In today’s healthcare ecosystem, every health system, hospital, and physician is being asked to do more with less. Fortunately, new technologies are providing a lifeline to the industry. It is estimated that AI applications can cut annual US healthcare costs by $150 billion in 2026 alone. A large part of these cost reductions stemmed from changing the health care model from a reactive to a proactive approach, focusing on health management rather than disease management.
We are fortunate to have an industry leader give us his perspective and insight on the exciting uses and future of AI in the health sector. Welcome to the program, Matt. Thanks for joining us on the hello, Human podcast, and bringing your knowledge and expertise to the program. To get us started, it would be great if you could just give us a little background on Digital Workforce Solution and your journey to start the firm.

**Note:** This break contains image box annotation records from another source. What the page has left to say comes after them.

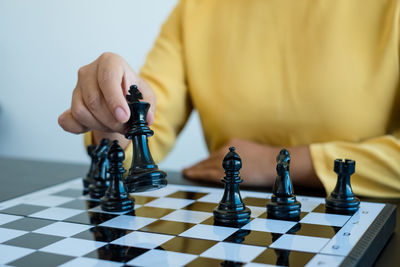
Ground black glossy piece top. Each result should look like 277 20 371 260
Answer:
125 85 167 192
326 159 360 214
267 149 301 220
89 138 110 199
101 140 134 212
82 145 96 195
214 147 250 226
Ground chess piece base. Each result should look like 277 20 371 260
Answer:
125 170 167 193
267 197 301 220
213 208 251 226
326 196 360 215
101 196 135 212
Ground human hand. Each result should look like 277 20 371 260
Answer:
58 52 156 135
183 139 322 188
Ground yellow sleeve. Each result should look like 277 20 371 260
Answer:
310 131 400 197
125 1 192 166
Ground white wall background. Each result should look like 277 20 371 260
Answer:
0 0 207 170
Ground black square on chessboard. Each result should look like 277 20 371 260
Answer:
0 204 49 216
224 229 282 247
243 197 269 208
287 223 340 238
157 236 218 255
52 189 82 197
133 196 157 205
72 226 132 243
1 217 55 231
182 201 218 212
185 257 244 267
84 244 149 263
125 206 175 219
8 251 74 267
139 220 196 235
252 248 315 267
64 211 118 225
58 199 100 210
167 191 207 200
4 233 64 249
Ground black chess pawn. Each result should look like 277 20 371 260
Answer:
89 139 110 199
326 159 360 214
125 85 167 193
214 147 250 226
101 140 134 212
82 145 96 195
267 149 301 220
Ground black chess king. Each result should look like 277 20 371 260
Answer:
125 85 167 193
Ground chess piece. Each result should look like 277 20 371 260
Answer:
89 138 110 199
267 149 301 220
82 145 96 195
214 147 250 226
101 140 134 212
326 159 360 214
125 85 167 193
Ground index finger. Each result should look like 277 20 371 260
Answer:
97 58 130 123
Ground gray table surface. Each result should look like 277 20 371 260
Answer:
0 157 400 266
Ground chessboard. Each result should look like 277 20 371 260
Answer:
0 178 395 267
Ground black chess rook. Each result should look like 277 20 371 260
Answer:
125 85 167 193
101 140 134 212
214 147 251 226
89 138 110 199
267 149 301 220
326 159 360 214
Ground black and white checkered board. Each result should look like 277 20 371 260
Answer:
0 179 394 267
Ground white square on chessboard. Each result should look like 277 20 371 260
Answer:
90 204 142 215
29 207 83 221
0 227 28 243
306 254 344 267
33 222 92 237
111 232 174 249
197 191 223 203
200 242 266 262
300 212 351 226
59 258 123 267
270 234 330 253
161 210 213 223
247 206 266 218
145 197 195 209
0 214 23 225
24 195 74 207
40 237 107 257
100 215 156 230
180 224 238 241
242 218 297 234
128 249 197 266
131 185 178 197
0 244 35 264
297 200 320 212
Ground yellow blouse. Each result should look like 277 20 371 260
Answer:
86 0 400 197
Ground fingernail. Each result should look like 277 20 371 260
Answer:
114 107 128 122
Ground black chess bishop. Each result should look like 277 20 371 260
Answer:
214 147 251 226
267 149 301 220
101 140 134 212
82 145 96 195
326 159 360 214
89 138 110 199
125 85 167 193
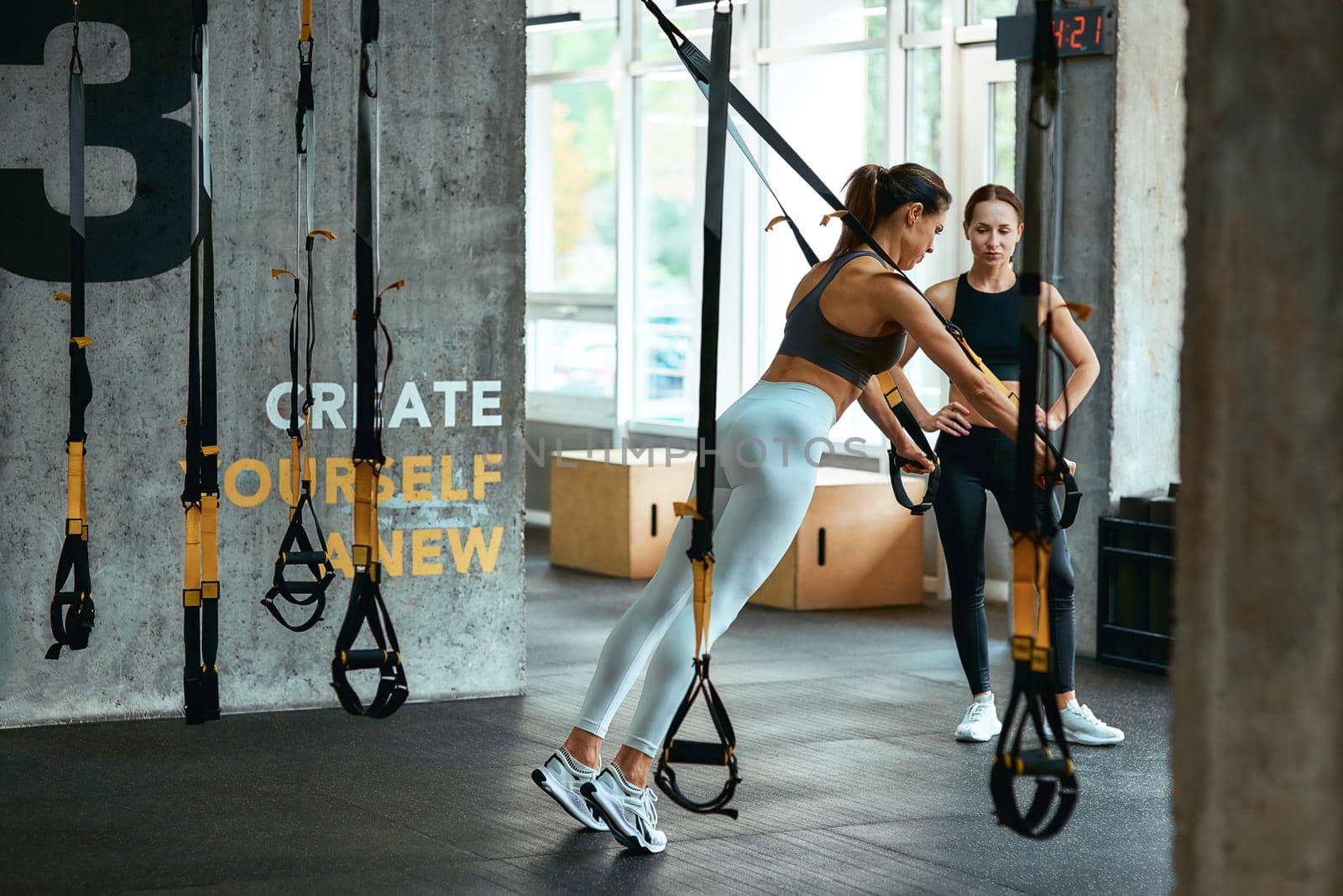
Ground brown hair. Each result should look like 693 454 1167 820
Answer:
965 184 1026 227
830 162 951 259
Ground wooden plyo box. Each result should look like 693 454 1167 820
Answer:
549 448 694 578
750 466 925 610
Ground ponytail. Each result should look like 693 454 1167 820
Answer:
830 162 951 259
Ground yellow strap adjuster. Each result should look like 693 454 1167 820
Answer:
672 497 703 519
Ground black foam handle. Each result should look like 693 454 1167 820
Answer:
666 741 730 766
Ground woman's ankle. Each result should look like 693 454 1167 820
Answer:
564 728 602 768
614 746 653 787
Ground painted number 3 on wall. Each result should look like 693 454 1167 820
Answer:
0 0 191 283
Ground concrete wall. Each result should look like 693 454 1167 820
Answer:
0 0 525 726
1110 0 1187 500
1171 0 1343 893
1016 0 1184 654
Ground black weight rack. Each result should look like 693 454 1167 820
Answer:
1096 517 1175 674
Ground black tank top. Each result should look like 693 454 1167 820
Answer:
779 253 905 389
951 273 1021 381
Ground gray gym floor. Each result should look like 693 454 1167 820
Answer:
0 533 1173 896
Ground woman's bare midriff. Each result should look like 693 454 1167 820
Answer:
948 379 1021 430
760 354 860 419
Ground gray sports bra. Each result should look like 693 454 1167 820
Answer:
779 253 905 389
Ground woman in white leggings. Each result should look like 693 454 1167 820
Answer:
532 164 1043 853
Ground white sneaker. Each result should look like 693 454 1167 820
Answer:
1046 699 1124 748
956 694 1003 743
583 762 667 853
532 748 609 831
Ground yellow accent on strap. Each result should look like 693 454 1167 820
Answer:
877 370 905 410
181 504 200 607
690 558 713 657
1011 533 1053 652
289 436 304 507
65 441 85 525
672 497 703 519
354 460 378 566
200 495 219 585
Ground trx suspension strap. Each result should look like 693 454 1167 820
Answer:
989 0 1079 840
654 0 741 818
643 0 977 513
260 0 336 632
332 0 410 719
181 0 219 724
47 0 94 660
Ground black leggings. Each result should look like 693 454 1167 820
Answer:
933 426 1077 694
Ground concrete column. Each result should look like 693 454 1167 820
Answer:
1173 0 1343 893
0 0 525 726
1016 0 1184 657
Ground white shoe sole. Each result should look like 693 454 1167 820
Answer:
1045 727 1124 748
532 768 609 831
583 784 667 856
956 721 1003 743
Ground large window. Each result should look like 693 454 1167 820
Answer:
526 81 616 294
526 0 619 425
965 0 1016 24
526 0 1016 448
634 75 708 424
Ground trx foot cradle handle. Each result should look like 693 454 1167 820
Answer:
1007 748 1073 778
280 551 327 566
665 741 732 766
886 448 942 517
336 648 401 672
271 580 329 594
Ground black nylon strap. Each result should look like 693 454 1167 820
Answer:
989 0 1081 840
654 3 740 818
260 0 336 632
687 3 732 560
332 0 410 719
45 4 96 660
989 656 1079 840
332 565 410 719
260 493 336 632
643 0 956 513
653 654 741 818
181 0 219 724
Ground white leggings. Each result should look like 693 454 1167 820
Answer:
577 381 835 757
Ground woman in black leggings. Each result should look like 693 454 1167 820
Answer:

Matt: Thanks, Jon. Glad to be here. This is Matt Gustitis. I started Digital Workforce Solution in early 2020. We are building a small team now. We’re heavily focusing on helping clients really better understand how they can leverage process mining and technology in order to improve what their jobs are on a day-by-day basis. There’s a team of us, and a lot of the work that we spend on right now, especially in the healthcare sector.
We’re spending a lot of time with IU Health here in Indianapolis, helping them better understand how they can leverage technology to really improve not only their processes, but also just the ability for employees to be involved in the work that is going on to really transform how business is being done.
Jon: That’s great. You also have a bit of background in the pharmaceutical space as well, if I remember correctly. I spent five or six years earlier in my career helping with a very early online medical education program. I think having that balance between pharma and healthcare gives you a bit of a different perspective sometimes. Is that your sense as well?
Matt: Absolutely. I spent almost 20 years at Eli Lilly, and actually spent a lot of time in finance in a number of different roles, but toward the end, really helping them spearhead, getting them started on their automation journey using process automation tools, looking at how we can leverage technology to really improve business processes, especially within the finance department.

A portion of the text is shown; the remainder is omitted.